Merchant’s junior, 38-year-old American Alex Pabon, was sentenced to two years and nine months and junior British Libor submitter Jonathan Mathew, 35, was handed a four-year sentence. Both men were convicted by majority verdict.
Mathew’s former boss, 61-year-old Peter Johnson, a 35-year Barclays veteran, was sentenced to four years. The former senior dollar Libor submitter and head dollar cash trader pleaded guilty in October 2014 and did not stand trial.
The Guardian reports that Judge Anthony Leonard said at the sentencing hearing in London on Thursday that the men had abused their position of trust, undermined the integrity of the banking industry and offended over a significant period. They were promptly led out of the glass-enclosed dock by court officials.
They will serve half their sentence in prison before being released on licence. “What this case has shown is the absence of integrity that ought to characterise banking,” said Leonard.

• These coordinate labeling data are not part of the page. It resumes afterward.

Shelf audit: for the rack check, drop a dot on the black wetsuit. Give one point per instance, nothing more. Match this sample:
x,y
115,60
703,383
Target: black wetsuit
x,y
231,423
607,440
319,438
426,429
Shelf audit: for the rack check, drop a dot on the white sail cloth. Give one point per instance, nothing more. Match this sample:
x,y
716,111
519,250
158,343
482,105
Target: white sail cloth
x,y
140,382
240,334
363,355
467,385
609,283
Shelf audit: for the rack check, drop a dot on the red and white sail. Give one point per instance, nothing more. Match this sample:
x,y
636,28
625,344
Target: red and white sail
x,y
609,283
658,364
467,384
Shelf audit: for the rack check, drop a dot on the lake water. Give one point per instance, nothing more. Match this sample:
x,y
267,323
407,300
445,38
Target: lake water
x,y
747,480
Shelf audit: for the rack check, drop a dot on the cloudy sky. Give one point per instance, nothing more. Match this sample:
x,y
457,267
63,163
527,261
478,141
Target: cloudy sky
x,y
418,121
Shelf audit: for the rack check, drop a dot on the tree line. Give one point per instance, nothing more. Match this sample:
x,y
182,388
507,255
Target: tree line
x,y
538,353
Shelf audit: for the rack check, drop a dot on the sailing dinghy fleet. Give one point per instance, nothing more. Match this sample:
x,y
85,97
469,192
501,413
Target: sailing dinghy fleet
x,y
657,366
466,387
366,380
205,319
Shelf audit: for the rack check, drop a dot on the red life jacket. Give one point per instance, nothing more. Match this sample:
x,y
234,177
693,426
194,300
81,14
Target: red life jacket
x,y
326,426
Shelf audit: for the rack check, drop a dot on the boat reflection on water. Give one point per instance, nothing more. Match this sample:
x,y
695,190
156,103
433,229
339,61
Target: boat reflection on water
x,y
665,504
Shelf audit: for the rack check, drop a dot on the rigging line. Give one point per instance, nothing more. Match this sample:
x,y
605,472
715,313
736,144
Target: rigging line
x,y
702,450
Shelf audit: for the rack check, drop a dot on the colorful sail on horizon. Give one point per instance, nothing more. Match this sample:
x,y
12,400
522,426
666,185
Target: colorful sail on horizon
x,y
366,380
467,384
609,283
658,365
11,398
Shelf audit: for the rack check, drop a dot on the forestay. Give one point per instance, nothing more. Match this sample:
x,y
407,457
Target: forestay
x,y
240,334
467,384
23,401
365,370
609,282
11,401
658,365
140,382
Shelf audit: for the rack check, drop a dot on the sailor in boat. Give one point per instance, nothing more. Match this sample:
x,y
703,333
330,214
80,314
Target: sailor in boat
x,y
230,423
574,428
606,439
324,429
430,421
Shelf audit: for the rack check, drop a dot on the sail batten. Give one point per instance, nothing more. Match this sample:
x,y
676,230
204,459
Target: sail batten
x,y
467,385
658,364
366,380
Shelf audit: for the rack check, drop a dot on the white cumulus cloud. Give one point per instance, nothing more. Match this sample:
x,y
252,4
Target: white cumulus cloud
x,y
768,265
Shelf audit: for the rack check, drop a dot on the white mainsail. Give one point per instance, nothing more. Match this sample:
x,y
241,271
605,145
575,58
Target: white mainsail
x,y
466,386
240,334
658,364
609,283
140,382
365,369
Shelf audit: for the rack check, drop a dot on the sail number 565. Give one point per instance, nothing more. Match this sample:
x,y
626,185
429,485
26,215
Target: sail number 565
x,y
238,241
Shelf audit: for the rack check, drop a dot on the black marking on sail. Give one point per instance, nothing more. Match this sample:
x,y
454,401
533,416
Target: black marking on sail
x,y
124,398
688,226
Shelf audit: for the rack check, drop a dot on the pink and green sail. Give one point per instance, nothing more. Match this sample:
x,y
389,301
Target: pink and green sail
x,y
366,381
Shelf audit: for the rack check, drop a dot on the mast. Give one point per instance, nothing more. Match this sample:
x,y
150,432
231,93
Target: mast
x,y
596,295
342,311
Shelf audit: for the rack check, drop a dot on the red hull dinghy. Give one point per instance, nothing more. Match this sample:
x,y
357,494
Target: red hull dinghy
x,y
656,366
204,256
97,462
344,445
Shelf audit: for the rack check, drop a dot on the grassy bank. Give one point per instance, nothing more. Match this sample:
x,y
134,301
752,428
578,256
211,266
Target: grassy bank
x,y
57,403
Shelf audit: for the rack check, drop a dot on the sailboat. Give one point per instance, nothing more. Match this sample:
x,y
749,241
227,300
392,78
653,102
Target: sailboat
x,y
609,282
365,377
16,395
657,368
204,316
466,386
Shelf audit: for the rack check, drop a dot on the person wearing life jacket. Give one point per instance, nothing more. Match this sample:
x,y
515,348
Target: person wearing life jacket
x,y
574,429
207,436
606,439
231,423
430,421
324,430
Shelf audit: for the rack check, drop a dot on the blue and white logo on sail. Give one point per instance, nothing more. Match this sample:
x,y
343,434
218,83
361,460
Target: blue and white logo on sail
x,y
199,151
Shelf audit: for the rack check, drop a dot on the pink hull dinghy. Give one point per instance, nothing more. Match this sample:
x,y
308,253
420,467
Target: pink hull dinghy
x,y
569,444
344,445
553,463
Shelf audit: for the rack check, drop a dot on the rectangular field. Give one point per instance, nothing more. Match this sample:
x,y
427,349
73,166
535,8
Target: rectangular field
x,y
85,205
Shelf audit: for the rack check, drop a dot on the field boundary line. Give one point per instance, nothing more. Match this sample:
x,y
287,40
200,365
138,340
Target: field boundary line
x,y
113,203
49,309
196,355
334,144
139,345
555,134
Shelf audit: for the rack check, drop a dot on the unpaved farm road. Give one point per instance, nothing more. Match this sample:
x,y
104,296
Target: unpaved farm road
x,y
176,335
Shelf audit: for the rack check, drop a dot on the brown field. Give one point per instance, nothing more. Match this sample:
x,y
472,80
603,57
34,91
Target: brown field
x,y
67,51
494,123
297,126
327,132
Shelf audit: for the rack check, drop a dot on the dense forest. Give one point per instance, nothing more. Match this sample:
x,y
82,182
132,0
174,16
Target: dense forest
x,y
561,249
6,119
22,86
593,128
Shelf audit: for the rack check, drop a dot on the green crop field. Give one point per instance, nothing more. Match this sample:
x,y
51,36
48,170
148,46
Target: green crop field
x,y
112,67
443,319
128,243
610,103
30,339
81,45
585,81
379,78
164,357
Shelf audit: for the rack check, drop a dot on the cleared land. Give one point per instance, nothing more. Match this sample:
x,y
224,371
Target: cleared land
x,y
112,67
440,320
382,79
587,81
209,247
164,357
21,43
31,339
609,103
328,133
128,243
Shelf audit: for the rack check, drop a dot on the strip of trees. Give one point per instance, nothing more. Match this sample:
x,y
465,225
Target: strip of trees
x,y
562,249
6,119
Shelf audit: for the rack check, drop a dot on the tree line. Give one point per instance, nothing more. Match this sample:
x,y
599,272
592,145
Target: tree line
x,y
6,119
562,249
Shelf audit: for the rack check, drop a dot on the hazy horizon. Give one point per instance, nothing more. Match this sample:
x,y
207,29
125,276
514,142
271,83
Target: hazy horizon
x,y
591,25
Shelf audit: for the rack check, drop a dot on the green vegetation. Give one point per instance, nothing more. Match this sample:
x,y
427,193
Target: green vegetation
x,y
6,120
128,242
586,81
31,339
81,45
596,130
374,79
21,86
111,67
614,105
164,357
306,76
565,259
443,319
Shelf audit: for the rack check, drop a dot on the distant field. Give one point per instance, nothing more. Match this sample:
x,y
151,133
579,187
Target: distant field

The sentences come four years after Barclays became the first of 11 banks and brokerages to be slapped with hefty fines for their role in the rate-fixing scandal, prompting a political backlash that forced out former chief executive Bob Diamond, an overhaul of Libor rules and the criminal inquiry.
The men had faced sentences of up to 10 years after they were each charged with one count of conspiracy to defraud by plotting to rig Libor (London interbank offered rate), a benchmark for rates on around $450tn of financial contracts and loans, between June 2005 and September 2007.
But the sentences fall far short of the original 14-year jail term handed last August to Tom Hayes, a mildly autistic former UBS and Citigroup trader, in the world’s first Libor-rigging trial.
Judge Leonard accepted that the scale of Hayes’s misconduct, cast as a ringleader in a global conspiracy with staff from 10 other banks and brokerages to rig yen-denominated Libor over four years, was significantly different to the Barclays case. Hayes’ sentence was cut to 11 years on appeal and he plans a further appeal.
Two British former Rabobank bankers, Anthony Allen and Anthony Conti, were subsequently sentenced to two years and one year and a day in prison respectively in the first US Libor trial. However, Judge Leonard declined to take the comparative lightness of those US jail terms into consideration.
“The sentences for each of those convicted of Libor rigging varies significantly, which indicates that the judge has taken a highly fact-sensitive approach in each case,” said David Corker, a partner at law firm Corker Binning.
A lawyer for Pabon declined to comment. Lawyers for the other men did not immediately respond to requests for comment.